Photography, like other art forms, rarely has a right and wrong answer when it comes to an image. What looks perfect to some people, might look horribly wrong to others. One style which has become popular enough recently to almost be considered cliche is bumping the image saturation. That saturation slider in your photo app is oh-so-tempting, nudging you on to increase the saturation just a little bit more to make those colors pop.
Don’t get me wrong, I don’t have a problem with boosting saturation a little. Most cameras add a built-in saturation boost when creating JPEG images. Some cameras will let you adjust how much saturation is added via in-camera photo styles. If you are shooting in RAW format you won’t get that adjustment, so you’ll want to add saturation to compensate for the occasionally bland images that the RAW format generates. (The benefit to the somewhat bland RAW start image is that you will have a more even histogram and thus better flexibility while making color and exposure adjustments, but I digress.) Many RAW images look more like the scene you remember when the colors are saturated a bit.
The problem with boosting the saturation too much is eventually you get to a point where the colors shown in your photo are no longer believable.
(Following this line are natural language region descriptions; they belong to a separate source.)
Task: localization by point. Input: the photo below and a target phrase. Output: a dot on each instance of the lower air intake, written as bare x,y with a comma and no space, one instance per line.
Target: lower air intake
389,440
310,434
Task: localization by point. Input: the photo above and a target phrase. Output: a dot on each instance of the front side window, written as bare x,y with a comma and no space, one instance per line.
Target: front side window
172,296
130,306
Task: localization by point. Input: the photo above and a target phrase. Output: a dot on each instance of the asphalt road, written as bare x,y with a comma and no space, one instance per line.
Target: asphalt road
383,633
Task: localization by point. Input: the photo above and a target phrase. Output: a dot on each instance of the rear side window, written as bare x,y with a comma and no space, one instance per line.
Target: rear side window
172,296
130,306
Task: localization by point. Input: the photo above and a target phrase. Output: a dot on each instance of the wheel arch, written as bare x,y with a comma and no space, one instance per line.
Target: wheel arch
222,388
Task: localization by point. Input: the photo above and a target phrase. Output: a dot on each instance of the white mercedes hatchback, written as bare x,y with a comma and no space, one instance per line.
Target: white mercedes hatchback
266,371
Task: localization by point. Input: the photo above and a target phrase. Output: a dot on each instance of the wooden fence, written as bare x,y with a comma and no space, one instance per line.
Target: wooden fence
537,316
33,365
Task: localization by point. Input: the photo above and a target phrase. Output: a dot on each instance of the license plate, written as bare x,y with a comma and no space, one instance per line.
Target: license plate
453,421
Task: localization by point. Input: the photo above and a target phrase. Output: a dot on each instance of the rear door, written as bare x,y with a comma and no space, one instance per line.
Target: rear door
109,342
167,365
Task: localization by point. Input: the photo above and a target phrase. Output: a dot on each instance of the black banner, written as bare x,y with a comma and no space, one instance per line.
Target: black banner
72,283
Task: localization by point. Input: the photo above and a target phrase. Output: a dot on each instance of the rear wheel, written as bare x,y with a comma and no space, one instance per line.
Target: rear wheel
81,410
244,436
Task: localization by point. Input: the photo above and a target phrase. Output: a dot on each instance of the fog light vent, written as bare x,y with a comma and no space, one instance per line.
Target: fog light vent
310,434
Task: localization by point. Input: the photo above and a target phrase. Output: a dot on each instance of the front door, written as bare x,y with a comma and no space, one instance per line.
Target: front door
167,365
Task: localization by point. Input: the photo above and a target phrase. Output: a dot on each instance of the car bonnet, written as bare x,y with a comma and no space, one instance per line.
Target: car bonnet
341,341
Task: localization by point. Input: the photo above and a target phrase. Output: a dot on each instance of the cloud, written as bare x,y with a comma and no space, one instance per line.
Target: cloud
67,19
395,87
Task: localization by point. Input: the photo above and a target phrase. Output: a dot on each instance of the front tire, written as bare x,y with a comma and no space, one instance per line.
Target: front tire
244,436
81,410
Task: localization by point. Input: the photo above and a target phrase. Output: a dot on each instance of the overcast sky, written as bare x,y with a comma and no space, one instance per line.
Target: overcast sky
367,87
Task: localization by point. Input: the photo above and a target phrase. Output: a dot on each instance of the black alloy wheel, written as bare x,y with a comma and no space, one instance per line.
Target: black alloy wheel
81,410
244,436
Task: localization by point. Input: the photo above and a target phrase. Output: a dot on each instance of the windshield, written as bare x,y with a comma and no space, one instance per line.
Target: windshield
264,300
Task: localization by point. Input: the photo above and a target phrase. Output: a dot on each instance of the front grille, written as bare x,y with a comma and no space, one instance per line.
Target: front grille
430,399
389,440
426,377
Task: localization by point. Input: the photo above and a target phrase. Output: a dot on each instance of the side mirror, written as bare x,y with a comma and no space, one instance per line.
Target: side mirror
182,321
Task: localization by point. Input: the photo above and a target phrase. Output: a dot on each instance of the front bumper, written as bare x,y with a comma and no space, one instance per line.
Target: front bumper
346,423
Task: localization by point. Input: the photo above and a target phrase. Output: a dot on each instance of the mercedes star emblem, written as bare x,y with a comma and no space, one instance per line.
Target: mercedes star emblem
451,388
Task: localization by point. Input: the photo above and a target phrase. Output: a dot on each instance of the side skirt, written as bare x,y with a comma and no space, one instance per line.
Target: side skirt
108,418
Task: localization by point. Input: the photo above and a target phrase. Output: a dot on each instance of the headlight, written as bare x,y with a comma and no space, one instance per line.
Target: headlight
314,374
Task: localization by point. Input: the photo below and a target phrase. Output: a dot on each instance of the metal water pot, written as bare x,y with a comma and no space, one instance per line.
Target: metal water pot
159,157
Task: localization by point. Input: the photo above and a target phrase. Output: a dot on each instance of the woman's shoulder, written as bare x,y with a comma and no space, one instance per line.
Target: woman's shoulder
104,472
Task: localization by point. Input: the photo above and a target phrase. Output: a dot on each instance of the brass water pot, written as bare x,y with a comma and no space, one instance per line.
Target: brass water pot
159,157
If the grass looks more neon than foresty, you’ve gone too far. Likewise, a person’s face being flushed is another indication that the saturation was overdone.
So what can we do as photographers to produce beautiful images with crystal clear blue skies that aren’t overdone? Well, there are a couple of options. First, if you are making a landscape image, try boosting the vibrance instead of the saturation. While the saturation control boosts all the colors, the vibrance control is stronger on the green and blue parts of the spectrum, so you can increase it without blowing the reds and other colors out of proportion.
The second thing you can do is purposefully back off on the saturation bar. When I’m developing an image, I increase the saturation or vibrance to where I think the photo looks best, but then back away about 30% of the adjustment. The amount is slightly different for each image, but purposefully making this second adjustment keeps your perspective in check and ensures that your images still look realistic when you share them.
Keep in mind that (unless you are purposefully going for a surreal look) you should be trying to make your photograph match the scene you remember as closely as possible. That natural feel is what will be most appreciated by your audience in the long run.